Cezaevlerinde 300 bin tutuklu ve hükümlünün olduğunu, 500 bin kişinin denetimli serbestlik uygulamasına maruz kaldığını ve iki yılın altında ceza alan yaklaşık 200 bin kişinin denetimli serbestlikle uygulamasıyla özgürlüklerinden mahrum bırakıldığını ifade eden Türkdoğan, “Adli kontrol olmazsa cezaevlerinde 600 bin kişi olacaktı. Denetimli serbestliğin bu kadar kötü kullanıldığı bir ülke olabilir mi? Bir milyon insan özgürlüğünden mahrum edilmiş durumda” diyerek, kapsamlı bir düzenlemenin ele alınması gerektiğine işaret etti.

"İKİLİ İNFAZ REJİMİNDEN VAZGEÇİLMELİ"

Türkiye’nin ikili infaz sisteminden vazgeçerek, eşit infaz sisteminin uygulanması gerektiğini dile getiren Türkdoğan, “İnfaz sürelerinin, şartlı tahliye sürelerinin eşitlenmesi gerekiyor. Burada bir ayrım yapılmamalı. İnfaz yasasının ağırlaştırılmış müebbet hapis cezası alanlar ile ilgili infaz düzenlemesinde yer alan 25’inci maddenin kalkması lazım. Avrupa İnsan Hakları Mahkemesinin Türkiye adına verdiği Abdullah Öcalan kararı var. Siz bir insanı ölünceye kadar hapiste tutamazsınız. AİHM bunu sözleşmeye aykırı olarak değerlendiriyor. Bir mahpusun yaşını ve sağlığını göz önüne alarak, mutlaka tahliye olacağı tarihi bildirmeniz gerekiyor. Çok sayıda disiplin cezası düzenlenmiş, hücre cezası alanların şartlı tahliye olamayacağına dair hükümler var.
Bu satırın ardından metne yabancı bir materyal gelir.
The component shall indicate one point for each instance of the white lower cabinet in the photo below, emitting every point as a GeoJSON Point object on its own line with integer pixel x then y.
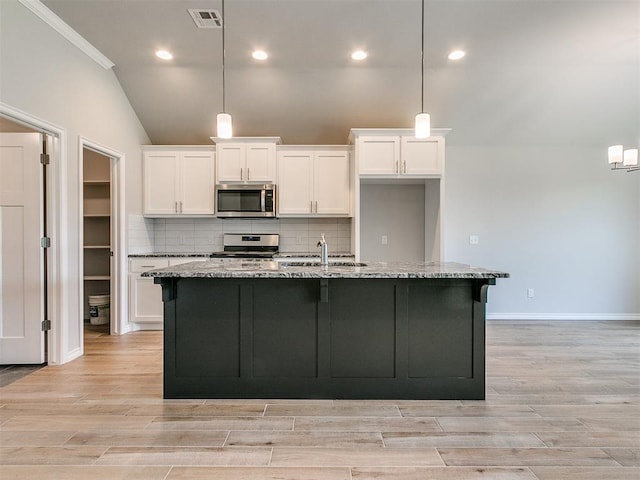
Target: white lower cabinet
{"type": "Point", "coordinates": [314, 183]}
{"type": "Point", "coordinates": [145, 297]}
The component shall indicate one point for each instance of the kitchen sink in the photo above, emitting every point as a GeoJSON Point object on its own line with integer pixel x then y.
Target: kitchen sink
{"type": "Point", "coordinates": [318, 264]}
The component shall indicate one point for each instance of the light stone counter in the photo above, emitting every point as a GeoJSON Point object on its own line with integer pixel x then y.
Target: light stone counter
{"type": "Point", "coordinates": [223, 268]}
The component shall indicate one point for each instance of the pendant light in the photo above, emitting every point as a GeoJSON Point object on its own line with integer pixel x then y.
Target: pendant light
{"type": "Point", "coordinates": [225, 127]}
{"type": "Point", "coordinates": [628, 158]}
{"type": "Point", "coordinates": [423, 120]}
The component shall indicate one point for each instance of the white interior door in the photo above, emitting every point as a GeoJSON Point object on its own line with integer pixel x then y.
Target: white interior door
{"type": "Point", "coordinates": [21, 266]}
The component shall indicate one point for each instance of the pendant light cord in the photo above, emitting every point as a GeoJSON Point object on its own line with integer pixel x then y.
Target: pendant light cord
{"type": "Point", "coordinates": [421, 62]}
{"type": "Point", "coordinates": [224, 20]}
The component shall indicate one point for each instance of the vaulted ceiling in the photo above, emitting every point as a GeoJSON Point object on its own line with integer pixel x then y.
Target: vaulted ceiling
{"type": "Point", "coordinates": [563, 72]}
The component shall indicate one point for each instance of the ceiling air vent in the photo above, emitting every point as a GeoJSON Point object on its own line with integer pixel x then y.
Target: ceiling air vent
{"type": "Point", "coordinates": [206, 18]}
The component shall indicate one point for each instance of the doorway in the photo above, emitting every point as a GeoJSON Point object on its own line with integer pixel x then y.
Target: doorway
{"type": "Point", "coordinates": [96, 245]}
{"type": "Point", "coordinates": [102, 238]}
{"type": "Point", "coordinates": [23, 277]}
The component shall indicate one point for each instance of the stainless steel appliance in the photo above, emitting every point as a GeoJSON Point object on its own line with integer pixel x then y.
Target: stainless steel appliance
{"type": "Point", "coordinates": [246, 201]}
{"type": "Point", "coordinates": [249, 245]}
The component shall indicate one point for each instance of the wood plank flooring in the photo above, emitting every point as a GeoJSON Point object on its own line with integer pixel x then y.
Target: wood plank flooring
{"type": "Point", "coordinates": [563, 402]}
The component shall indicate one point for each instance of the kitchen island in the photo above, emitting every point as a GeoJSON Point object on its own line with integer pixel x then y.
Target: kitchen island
{"type": "Point", "coordinates": [265, 329]}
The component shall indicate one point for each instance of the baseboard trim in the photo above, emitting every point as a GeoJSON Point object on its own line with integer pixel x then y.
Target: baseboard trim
{"type": "Point", "coordinates": [564, 316]}
{"type": "Point", "coordinates": [73, 354]}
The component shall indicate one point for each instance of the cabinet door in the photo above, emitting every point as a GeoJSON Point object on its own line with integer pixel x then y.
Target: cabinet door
{"type": "Point", "coordinates": [294, 183]}
{"type": "Point", "coordinates": [260, 162]}
{"type": "Point", "coordinates": [230, 162]}
{"type": "Point", "coordinates": [160, 183]}
{"type": "Point", "coordinates": [331, 184]}
{"type": "Point", "coordinates": [197, 187]}
{"type": "Point", "coordinates": [420, 156]}
{"type": "Point", "coordinates": [378, 155]}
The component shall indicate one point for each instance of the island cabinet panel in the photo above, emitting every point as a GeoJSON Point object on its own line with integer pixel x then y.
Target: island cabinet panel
{"type": "Point", "coordinates": [439, 324]}
{"type": "Point", "coordinates": [363, 329]}
{"type": "Point", "coordinates": [207, 339]}
{"type": "Point", "coordinates": [285, 329]}
{"type": "Point", "coordinates": [392, 338]}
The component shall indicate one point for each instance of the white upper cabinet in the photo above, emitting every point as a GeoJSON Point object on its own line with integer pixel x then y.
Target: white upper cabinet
{"type": "Point", "coordinates": [246, 159]}
{"type": "Point", "coordinates": [420, 156]}
{"type": "Point", "coordinates": [384, 154]}
{"type": "Point", "coordinates": [178, 181]}
{"type": "Point", "coordinates": [314, 183]}
{"type": "Point", "coordinates": [332, 183]}
{"type": "Point", "coordinates": [378, 155]}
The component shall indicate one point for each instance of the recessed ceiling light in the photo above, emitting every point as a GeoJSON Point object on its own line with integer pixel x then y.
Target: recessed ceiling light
{"type": "Point", "coordinates": [457, 54]}
{"type": "Point", "coordinates": [359, 55]}
{"type": "Point", "coordinates": [260, 55]}
{"type": "Point", "coordinates": [164, 55]}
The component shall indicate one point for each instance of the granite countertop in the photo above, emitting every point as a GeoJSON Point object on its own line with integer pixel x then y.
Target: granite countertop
{"type": "Point", "coordinates": [168, 255]}
{"type": "Point", "coordinates": [207, 255]}
{"type": "Point", "coordinates": [222, 268]}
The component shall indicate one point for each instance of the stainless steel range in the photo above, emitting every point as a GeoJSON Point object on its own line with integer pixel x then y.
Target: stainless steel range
{"type": "Point", "coordinates": [249, 245]}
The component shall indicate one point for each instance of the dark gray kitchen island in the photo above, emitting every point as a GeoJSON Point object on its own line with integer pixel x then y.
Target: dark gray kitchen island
{"type": "Point", "coordinates": [263, 329]}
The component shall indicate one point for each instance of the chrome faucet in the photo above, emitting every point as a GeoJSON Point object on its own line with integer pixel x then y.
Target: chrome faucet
{"type": "Point", "coordinates": [324, 250]}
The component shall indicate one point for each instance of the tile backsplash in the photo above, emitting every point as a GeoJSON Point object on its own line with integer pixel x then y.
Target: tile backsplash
{"type": "Point", "coordinates": [202, 235]}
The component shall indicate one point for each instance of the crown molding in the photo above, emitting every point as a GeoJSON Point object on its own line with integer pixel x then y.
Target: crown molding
{"type": "Point", "coordinates": [60, 26]}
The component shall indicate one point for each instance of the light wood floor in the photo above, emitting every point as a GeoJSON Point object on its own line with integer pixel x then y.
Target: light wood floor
{"type": "Point", "coordinates": [563, 402]}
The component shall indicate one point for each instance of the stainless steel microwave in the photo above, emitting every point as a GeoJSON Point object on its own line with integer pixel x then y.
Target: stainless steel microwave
{"type": "Point", "coordinates": [246, 201]}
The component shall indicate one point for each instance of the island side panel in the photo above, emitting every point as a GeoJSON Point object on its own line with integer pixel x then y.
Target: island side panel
{"type": "Point", "coordinates": [291, 338]}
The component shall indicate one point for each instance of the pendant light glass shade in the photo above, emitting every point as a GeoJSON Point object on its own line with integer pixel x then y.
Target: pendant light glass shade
{"type": "Point", "coordinates": [225, 128]}
{"type": "Point", "coordinates": [615, 154]}
{"type": "Point", "coordinates": [423, 120]}
{"type": "Point", "coordinates": [423, 125]}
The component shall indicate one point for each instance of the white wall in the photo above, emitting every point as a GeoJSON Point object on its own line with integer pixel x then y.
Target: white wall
{"type": "Point", "coordinates": [45, 76]}
{"type": "Point", "coordinates": [557, 219]}
{"type": "Point", "coordinates": [396, 211]}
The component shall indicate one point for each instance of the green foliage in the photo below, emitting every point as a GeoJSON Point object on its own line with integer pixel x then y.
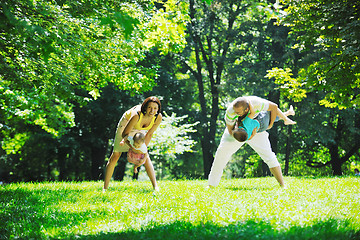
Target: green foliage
{"type": "Point", "coordinates": [290, 87]}
{"type": "Point", "coordinates": [170, 140]}
{"type": "Point", "coordinates": [51, 51]}
{"type": "Point", "coordinates": [324, 208]}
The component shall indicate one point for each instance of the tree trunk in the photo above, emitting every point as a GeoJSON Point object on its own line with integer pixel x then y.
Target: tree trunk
{"type": "Point", "coordinates": [97, 161]}
{"type": "Point", "coordinates": [335, 160]}
{"type": "Point", "coordinates": [63, 175]}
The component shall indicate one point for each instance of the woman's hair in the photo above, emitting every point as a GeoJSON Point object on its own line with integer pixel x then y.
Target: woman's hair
{"type": "Point", "coordinates": [146, 102]}
{"type": "Point", "coordinates": [138, 136]}
{"type": "Point", "coordinates": [240, 134]}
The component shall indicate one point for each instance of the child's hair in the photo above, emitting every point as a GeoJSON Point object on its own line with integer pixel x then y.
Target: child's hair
{"type": "Point", "coordinates": [240, 134]}
{"type": "Point", "coordinates": [138, 136]}
{"type": "Point", "coordinates": [241, 102]}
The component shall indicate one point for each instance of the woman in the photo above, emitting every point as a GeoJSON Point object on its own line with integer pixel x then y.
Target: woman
{"type": "Point", "coordinates": [143, 118]}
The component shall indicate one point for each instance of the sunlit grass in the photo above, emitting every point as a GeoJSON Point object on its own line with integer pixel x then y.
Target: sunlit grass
{"type": "Point", "coordinates": [324, 208]}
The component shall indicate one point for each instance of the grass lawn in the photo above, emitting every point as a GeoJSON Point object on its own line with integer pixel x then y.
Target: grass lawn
{"type": "Point", "coordinates": [323, 208]}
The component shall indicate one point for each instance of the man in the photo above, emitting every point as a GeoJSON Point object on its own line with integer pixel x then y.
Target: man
{"type": "Point", "coordinates": [259, 142]}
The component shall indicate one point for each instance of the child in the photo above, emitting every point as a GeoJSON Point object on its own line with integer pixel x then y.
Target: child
{"type": "Point", "coordinates": [137, 153]}
{"type": "Point", "coordinates": [247, 127]}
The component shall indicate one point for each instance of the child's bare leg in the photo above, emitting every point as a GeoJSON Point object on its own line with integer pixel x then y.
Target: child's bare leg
{"type": "Point", "coordinates": [287, 121]}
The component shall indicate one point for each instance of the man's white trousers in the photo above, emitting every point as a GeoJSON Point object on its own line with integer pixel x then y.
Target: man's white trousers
{"type": "Point", "coordinates": [229, 145]}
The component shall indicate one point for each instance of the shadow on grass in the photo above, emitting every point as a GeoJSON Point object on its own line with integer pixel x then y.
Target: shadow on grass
{"type": "Point", "coordinates": [249, 188]}
{"type": "Point", "coordinates": [245, 230]}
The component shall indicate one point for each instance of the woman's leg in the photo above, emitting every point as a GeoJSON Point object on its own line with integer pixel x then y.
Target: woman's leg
{"type": "Point", "coordinates": [110, 166]}
{"type": "Point", "coordinates": [151, 173]}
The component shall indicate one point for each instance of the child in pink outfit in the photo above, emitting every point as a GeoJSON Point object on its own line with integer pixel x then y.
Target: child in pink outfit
{"type": "Point", "coordinates": [137, 153]}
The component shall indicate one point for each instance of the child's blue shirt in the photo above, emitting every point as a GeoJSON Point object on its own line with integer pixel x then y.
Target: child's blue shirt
{"type": "Point", "coordinates": [249, 125]}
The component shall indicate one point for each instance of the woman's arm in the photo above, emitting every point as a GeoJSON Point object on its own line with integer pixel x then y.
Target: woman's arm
{"type": "Point", "coordinates": [273, 109]}
{"type": "Point", "coordinates": [153, 129]}
{"type": "Point", "coordinates": [130, 125]}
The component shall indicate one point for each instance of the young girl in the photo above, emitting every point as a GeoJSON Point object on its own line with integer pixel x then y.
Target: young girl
{"type": "Point", "coordinates": [247, 127]}
{"type": "Point", "coordinates": [137, 153]}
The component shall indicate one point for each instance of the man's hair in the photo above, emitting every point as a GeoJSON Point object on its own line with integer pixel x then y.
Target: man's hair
{"type": "Point", "coordinates": [240, 134]}
{"type": "Point", "coordinates": [138, 136]}
{"type": "Point", "coordinates": [241, 102]}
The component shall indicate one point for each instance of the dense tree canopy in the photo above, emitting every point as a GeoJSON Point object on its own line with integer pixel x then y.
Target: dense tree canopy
{"type": "Point", "coordinates": [331, 32]}
{"type": "Point", "coordinates": [49, 49]}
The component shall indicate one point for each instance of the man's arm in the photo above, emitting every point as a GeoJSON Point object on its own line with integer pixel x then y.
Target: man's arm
{"type": "Point", "coordinates": [273, 110]}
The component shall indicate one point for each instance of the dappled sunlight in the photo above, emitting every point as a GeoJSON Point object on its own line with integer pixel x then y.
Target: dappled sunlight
{"type": "Point", "coordinates": [182, 209]}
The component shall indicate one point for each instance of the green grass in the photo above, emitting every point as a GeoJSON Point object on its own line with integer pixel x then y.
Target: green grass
{"type": "Point", "coordinates": [323, 208]}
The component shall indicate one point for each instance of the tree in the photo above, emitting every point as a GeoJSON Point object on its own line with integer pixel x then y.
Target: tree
{"type": "Point", "coordinates": [51, 49]}
{"type": "Point", "coordinates": [219, 34]}
{"type": "Point", "coordinates": [332, 31]}
{"type": "Point", "coordinates": [170, 140]}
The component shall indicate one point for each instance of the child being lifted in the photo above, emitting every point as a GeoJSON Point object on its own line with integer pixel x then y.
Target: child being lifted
{"type": "Point", "coordinates": [246, 127]}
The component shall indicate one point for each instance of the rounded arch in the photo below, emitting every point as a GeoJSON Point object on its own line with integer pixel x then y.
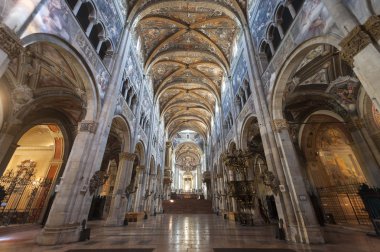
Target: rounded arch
{"type": "Point", "coordinates": [293, 60]}
{"type": "Point", "coordinates": [249, 131]}
{"type": "Point", "coordinates": [92, 94]}
{"type": "Point", "coordinates": [232, 146]}
{"type": "Point", "coordinates": [140, 151]}
{"type": "Point", "coordinates": [137, 13]}
{"type": "Point", "coordinates": [123, 130]}
{"type": "Point", "coordinates": [152, 166]}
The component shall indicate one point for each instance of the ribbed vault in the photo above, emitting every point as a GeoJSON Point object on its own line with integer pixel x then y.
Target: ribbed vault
{"type": "Point", "coordinates": [187, 50]}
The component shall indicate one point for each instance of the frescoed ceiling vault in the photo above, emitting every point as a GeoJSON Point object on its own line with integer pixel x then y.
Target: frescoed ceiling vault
{"type": "Point", "coordinates": [188, 156]}
{"type": "Point", "coordinates": [187, 48]}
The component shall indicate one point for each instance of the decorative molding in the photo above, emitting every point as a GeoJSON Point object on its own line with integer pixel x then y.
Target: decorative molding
{"type": "Point", "coordinates": [269, 179]}
{"type": "Point", "coordinates": [140, 168]}
{"type": "Point", "coordinates": [279, 124]}
{"type": "Point", "coordinates": [356, 124]}
{"type": "Point", "coordinates": [372, 26]}
{"type": "Point", "coordinates": [353, 43]}
{"type": "Point", "coordinates": [97, 180]}
{"type": "Point", "coordinates": [128, 156]}
{"type": "Point", "coordinates": [89, 126]}
{"type": "Point", "coordinates": [169, 144]}
{"type": "Point", "coordinates": [9, 42]}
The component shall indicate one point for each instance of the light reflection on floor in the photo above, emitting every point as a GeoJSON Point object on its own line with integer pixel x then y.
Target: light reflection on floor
{"type": "Point", "coordinates": [191, 233]}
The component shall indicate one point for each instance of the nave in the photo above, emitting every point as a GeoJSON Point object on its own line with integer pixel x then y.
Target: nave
{"type": "Point", "coordinates": [192, 233]}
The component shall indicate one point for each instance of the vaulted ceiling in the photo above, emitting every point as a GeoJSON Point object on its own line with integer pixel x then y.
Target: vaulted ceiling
{"type": "Point", "coordinates": [187, 50]}
{"type": "Point", "coordinates": [187, 156]}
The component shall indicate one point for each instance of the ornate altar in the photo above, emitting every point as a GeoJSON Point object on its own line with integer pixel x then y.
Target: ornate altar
{"type": "Point", "coordinates": [243, 190]}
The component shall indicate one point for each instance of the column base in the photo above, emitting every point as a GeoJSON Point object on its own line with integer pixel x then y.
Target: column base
{"type": "Point", "coordinates": [309, 234]}
{"type": "Point", "coordinates": [315, 235]}
{"type": "Point", "coordinates": [59, 235]}
{"type": "Point", "coordinates": [114, 222]}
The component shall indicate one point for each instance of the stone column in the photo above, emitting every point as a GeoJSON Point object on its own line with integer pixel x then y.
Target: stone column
{"type": "Point", "coordinates": [360, 47]}
{"type": "Point", "coordinates": [119, 200]}
{"type": "Point", "coordinates": [139, 182]}
{"type": "Point", "coordinates": [80, 179]}
{"type": "Point", "coordinates": [368, 162]}
{"type": "Point", "coordinates": [10, 47]}
{"type": "Point", "coordinates": [303, 208]}
{"type": "Point", "coordinates": [63, 224]}
{"type": "Point", "coordinates": [295, 230]}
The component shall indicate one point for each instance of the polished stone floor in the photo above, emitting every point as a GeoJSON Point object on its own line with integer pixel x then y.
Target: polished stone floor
{"type": "Point", "coordinates": [179, 233]}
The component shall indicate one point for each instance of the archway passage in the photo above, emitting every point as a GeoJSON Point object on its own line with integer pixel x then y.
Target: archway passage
{"type": "Point", "coordinates": [322, 129]}
{"type": "Point", "coordinates": [334, 170]}
{"type": "Point", "coordinates": [31, 175]}
{"type": "Point", "coordinates": [264, 210]}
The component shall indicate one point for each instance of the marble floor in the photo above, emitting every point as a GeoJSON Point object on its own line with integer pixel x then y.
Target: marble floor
{"type": "Point", "coordinates": [179, 233]}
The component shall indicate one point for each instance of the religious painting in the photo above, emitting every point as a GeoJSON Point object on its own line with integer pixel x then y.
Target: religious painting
{"type": "Point", "coordinates": [263, 15]}
{"type": "Point", "coordinates": [14, 13]}
{"type": "Point", "coordinates": [314, 20]}
{"type": "Point", "coordinates": [55, 18]}
{"type": "Point", "coordinates": [239, 73]}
Bir insanı 20-25 yıl hapiste tutacaksınız. Birkaç defa hücre cezası alınca ‘infazını yaktık’ diyeceksiniz. Bu ikili bir cezalandırma yöntemidir. 1990’lı yıllarda hüküm giyen, yani DGM’de yargılananların yeniden yargılanması gerekiyor. AİHM’in bu konuda kararları var. Buna dair düzenleme yapılması gerekiyor. Yüzlerce insan yüksek mahkeme kararlarına rağmen cezaevinde tutuluyor. Dosyalar incelemeye alınmıyor. Bu grubu ne yapacaksınız” diye sordu.

"SADECE MHP'NİN TABANINA YÖNELİK BİR DÜZENLEME KABUL EDİLEMEZ"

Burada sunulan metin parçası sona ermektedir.